From: Eric Sandeen <sandeen@redhat.com>
Subject: Re: [PATCH 01/11 RESEND] libe2p: Add new function get_fragment_score()
Date: Fri, 17 Jun 2011 09:20:55 -0500
Message-ID: <4DFB62C7.5070008@redhat.com>
References: <4DF8522F.2020304@sx.jp.nec.com> <20110617031814.GA31884@thunk.org>
Mime-Version: 1.0
Content-Type: text/plain; charset=ISO-8859-1
Content-Transfer-Encoding: 7bit
Cc: Kazuya Mio <k-mio@sx.jp.nec.com>, ext4 <linux-ext4@vger.kernel.org>
To: "Ted Ts'o" <tytso@mit.edu>
In-Reply-To: <20110617031814.GA31884@thunk.org>
Sender: linux-ext4-owner@vger.kernel.org

On 6/16/11 10:18 PM, Ted Ts'o wrote:
> On Wed, Jun 15, 2011 at 03:33:19PM +0900, Kazuya Mio wrote:
>> This patch adds get_fragment_score() to libe2p. get_fragment_score() returns
>> the fragmentation score. It shows the percentage of extents whose size is
>> smaller than the input argument "threshold".
> 
> It perhaps might be useful to also articulate what are the goals of
> this metric.  Is just just to decide which files should be
> defragmented, and which should be left alone?  Or do you want to be
> able to compare which file is "worse off"?
> 
> I can imagine two files that have a score of 100%, but one is much
> worse off than the other.  Does that matter?  It may or might not,
> depending how you plan to use the fragmentation score, both now and in
> the future.  So it might be good to explicitly declare what are the
> goals for this metrics, and its planned use cases.
> 
> Regards,

Just as a random datapoint, the xfs_db "frag factor" has been a constant
source of misunderstanding and woe for us.  (Granted, it works differently;
it is an fs-wide number representing

	((actual - ideal) / actual)

extents in the fs.)

This "% of fragments smaller than threshold" is more easily understandable
and possibly more descriptive, but I think Ted makes good points;
think about how this will be used, and whether the metric is useful.
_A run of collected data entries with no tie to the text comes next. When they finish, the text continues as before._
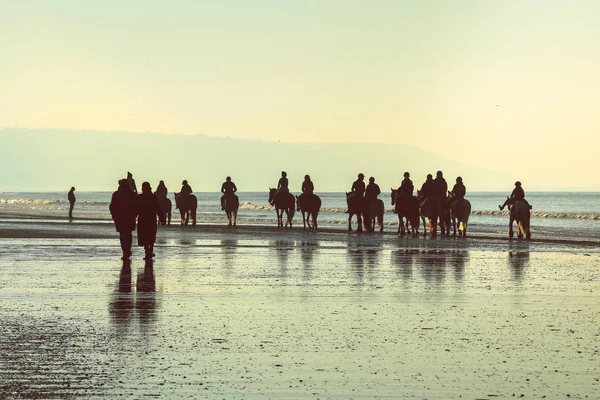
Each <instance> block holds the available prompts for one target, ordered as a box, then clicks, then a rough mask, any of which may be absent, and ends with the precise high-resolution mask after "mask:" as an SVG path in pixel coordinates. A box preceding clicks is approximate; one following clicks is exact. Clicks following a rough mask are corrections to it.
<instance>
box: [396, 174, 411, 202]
mask: <svg viewBox="0 0 600 400" xmlns="http://www.w3.org/2000/svg"><path fill="white" fill-rule="evenodd" d="M414 190H415V186H414V185H413V183H412V181H411V180H410V174H409V173H408V172H405V173H404V179H403V180H402V183H401V184H400V187H399V188H398V194H399V195H400V196H405V197H411V196H412V192H413V191H414Z"/></svg>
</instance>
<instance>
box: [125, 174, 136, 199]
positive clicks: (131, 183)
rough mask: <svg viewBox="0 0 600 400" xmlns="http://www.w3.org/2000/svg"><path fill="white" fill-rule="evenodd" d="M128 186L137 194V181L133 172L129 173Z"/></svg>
mask: <svg viewBox="0 0 600 400" xmlns="http://www.w3.org/2000/svg"><path fill="white" fill-rule="evenodd" d="M127 184H128V185H129V190H131V191H132V192H133V193H135V194H137V186H136V185H135V179H133V175H132V174H131V172H127Z"/></svg>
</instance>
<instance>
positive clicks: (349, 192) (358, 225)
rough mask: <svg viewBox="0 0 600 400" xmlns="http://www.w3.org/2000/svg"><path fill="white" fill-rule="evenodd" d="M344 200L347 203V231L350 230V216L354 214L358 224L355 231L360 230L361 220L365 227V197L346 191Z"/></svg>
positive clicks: (361, 224) (362, 225) (350, 230)
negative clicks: (345, 197)
mask: <svg viewBox="0 0 600 400" xmlns="http://www.w3.org/2000/svg"><path fill="white" fill-rule="evenodd" d="M346 202H347V203H348V231H351V230H352V217H353V216H354V215H356V222H357V225H358V227H357V228H356V232H362V228H363V222H364V225H365V229H366V228H367V220H368V219H369V208H368V207H367V203H366V201H365V198H364V197H363V196H361V195H359V194H356V193H353V192H347V193H346ZM363 219H364V221H363Z"/></svg>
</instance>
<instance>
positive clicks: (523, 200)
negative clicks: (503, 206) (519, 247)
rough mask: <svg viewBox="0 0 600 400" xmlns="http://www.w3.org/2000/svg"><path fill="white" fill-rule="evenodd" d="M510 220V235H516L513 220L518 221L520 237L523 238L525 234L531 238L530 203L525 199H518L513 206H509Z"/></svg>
mask: <svg viewBox="0 0 600 400" xmlns="http://www.w3.org/2000/svg"><path fill="white" fill-rule="evenodd" d="M508 209H509V214H510V222H509V226H508V237H510V238H512V237H513V236H514V233H513V229H512V224H513V221H516V222H517V228H518V232H519V233H518V235H517V237H518V238H519V239H522V238H523V235H525V237H526V238H527V239H528V240H529V239H531V231H530V221H531V212H530V211H529V203H527V201H525V200H518V201H517V202H515V204H513V205H512V206H509V208H508Z"/></svg>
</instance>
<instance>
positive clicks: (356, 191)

It's hard to make a single number a) make sense to the user, and b)
be usefully representative of fragmentation "badness" - so I am
feeling very cautious about this idea overall.

To really convey fragmentation "badness" you'd almost want a histogram
of fragment sizes, which is a bit hard to present concisely...


-Eric

> 						- Ted